Other closely related projects are the LM and TeXGyre font projects.
Eventually this will lead to a set of opentype fonts (including
math) that can replace the multitude of type1 fonts in TeX
distributions. A naive view on LuaTeX sticks to
just TeX but
extended with Lua or
an opened up TeX using Lua.
However, in practice LuaTeX is just the core of a macro package.
It's the macro package that opens up all the functionality to
users: languages, fonts, math, etc. LuaTeX is a couple of megabytes
in a (potentially) gigabyte whole.
In the past there has been several attempts to upgrade TeX. Examples of stable and accepted extensions are eTeX that provides more primitives, pdfTeX that provides an integrated backend and XeTeX that supports opentype using external libraries. However, opening up subsystems to macro writers eventually might have more impact as it permits us to extend the core functionality of the program without changing the engine. It is for this reason that we decided to come with a new version of ConTeXt that permits drastic redesigns where applicable and that also can explore and use new functionality. Imagine that we'd have to discuss extensions to the engine in a larger perspective: nothing would happen eventually as there are often multiple solutions for a (typographical) problem. Just leaving the extensions to the macro package writers is more efficient.
Bits and pieces of the code that is part of ConTeXt MkIV has a generic character and can be used outside ConTeXt. We will occasionally add generic components to the distribution.
We started by mentioning a few languages and the dependency on the installation of interpreters.
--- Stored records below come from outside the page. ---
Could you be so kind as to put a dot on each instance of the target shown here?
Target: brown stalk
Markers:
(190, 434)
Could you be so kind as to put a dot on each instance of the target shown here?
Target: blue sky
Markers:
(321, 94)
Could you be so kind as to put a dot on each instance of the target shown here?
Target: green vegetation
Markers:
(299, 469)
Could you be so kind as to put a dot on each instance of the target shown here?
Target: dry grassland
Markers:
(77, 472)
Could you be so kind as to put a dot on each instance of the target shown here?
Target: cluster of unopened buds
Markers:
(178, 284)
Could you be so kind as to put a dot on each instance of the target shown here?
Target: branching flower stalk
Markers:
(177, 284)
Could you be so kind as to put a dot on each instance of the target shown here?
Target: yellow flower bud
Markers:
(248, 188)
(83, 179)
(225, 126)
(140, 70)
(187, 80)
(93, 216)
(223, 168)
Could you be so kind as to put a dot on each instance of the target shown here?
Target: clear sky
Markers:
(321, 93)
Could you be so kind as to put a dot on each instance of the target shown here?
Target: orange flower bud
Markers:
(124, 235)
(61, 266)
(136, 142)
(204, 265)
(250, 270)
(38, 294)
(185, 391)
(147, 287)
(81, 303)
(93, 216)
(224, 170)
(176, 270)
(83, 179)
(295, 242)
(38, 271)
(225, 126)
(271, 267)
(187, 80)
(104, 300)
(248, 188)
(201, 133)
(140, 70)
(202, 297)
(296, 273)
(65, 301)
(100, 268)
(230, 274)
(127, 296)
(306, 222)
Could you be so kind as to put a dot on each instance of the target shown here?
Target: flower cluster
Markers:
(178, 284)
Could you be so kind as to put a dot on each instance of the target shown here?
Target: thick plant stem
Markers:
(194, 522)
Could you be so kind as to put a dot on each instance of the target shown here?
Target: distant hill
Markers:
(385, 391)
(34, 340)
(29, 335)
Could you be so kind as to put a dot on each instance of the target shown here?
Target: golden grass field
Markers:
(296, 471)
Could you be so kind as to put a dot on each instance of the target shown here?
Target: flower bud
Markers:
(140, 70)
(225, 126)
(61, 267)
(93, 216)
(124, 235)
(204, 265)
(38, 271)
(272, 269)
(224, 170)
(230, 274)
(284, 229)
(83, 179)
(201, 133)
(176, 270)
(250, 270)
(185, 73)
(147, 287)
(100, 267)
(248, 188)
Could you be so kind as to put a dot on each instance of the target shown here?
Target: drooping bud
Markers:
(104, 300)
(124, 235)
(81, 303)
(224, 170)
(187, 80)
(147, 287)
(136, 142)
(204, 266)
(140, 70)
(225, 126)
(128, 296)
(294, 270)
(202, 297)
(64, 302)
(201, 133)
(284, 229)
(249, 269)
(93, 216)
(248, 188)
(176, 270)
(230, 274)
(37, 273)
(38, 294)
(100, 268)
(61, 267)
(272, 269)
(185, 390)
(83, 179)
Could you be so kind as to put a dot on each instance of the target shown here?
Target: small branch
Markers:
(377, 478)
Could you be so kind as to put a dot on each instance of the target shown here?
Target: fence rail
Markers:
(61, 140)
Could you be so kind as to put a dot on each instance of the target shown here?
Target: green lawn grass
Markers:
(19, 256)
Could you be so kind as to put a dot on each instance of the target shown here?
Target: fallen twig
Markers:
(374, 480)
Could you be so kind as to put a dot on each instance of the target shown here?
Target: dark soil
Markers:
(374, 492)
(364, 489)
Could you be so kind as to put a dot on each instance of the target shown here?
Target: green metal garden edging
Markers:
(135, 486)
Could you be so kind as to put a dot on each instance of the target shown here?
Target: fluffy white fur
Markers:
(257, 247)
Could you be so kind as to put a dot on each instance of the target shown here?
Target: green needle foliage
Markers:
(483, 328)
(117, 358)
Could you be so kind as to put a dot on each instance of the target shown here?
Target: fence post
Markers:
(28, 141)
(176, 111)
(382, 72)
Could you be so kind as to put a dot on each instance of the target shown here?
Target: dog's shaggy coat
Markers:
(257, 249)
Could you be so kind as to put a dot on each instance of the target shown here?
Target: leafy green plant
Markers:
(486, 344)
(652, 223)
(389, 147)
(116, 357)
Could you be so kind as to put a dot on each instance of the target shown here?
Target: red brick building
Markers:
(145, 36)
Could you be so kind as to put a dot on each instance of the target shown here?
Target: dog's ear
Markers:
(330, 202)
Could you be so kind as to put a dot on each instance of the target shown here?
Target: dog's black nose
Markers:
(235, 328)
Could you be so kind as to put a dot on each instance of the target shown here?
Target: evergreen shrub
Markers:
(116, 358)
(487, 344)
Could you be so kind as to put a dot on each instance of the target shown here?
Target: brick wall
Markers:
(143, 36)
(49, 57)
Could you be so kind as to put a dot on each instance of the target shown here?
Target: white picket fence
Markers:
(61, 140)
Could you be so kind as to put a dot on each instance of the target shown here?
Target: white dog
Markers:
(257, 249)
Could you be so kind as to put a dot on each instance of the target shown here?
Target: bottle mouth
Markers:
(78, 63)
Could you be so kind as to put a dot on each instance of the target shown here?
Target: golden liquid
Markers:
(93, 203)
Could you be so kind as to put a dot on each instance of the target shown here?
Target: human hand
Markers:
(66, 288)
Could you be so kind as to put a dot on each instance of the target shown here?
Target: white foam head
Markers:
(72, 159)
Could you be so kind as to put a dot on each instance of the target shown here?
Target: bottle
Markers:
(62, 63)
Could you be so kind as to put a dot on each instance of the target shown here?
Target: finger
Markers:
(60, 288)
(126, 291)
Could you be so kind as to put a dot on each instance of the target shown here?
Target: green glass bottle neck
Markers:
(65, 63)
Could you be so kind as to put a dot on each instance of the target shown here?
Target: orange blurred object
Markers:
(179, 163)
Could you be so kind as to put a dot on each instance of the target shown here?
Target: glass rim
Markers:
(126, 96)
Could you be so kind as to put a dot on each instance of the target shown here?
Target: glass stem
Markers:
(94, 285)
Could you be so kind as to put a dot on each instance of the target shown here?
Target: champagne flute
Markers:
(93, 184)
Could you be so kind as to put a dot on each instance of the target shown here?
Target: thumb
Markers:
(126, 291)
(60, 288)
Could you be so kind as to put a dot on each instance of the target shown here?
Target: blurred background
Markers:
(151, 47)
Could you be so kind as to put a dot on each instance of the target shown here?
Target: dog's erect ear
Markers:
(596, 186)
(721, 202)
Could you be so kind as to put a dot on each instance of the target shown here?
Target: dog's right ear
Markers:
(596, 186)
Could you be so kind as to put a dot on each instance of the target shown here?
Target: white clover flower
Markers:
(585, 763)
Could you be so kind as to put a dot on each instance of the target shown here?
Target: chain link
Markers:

A nice side effect of the LuaTeX project is that it removes this dependency as from now TeX distributions ship with a scripting engine, called LuaTeX. This already has some impact on distributions as traditional scripts are being replaced by Lua scripts which makes distributions even more portable.
This project boosted the development by providing grants for coding. In this project Idris Samawi Hamid, Taco Hoekwater and Hans Hagen work together on high end arabic typesetting in the perspective of critical editions. A nice aspect of this project is that it provides a nice stress test for LuaTeX and ConTeXt MkIV. It also clearly demonstrates that the engine is just one of the many factors as much time and effort goes into for instance uncovering the secrets of opentype, creating appropriate fonts, and figuring out methods for fulfilling the ambitious objectives of this project.
Did we make the right choices? We can safely say that if we'd chosen another language, changes are pretty low that ConTeXt would have undergone such a drastic reimplementation. To mention one reason: one has to like a language in order to use it. Also, no matter what other language we'd chosen, there would be those questioning that choice.
Not be neglected is another argument: by following this route we are able to do the job within reasonable time. By adapting ConTeXt we test the mechanisms in practice. By starting from the TeX end we keep compatibility. We're long time users of TeX and tend to make such decisions on a similar long term. It's easy to comment on an ongoing effort but 30 years of TeX has proven that lots of discussion not beforehand leads to useable products.
Just look at it this way: something is happening and the people who do the work also happen to be extensive users who are quite rooted in the TeX community. Only history can prove us wrong.
We have been and will be publishing and talking about the developments on a regular basis. As this happens at user group meetings and in user group journals, members of those groups are most likely to hear the news first. Most usergroups put copies of their journals on the web some time after publishing. Of course there is the LuaTeX manual as ultimate reference available for everyone.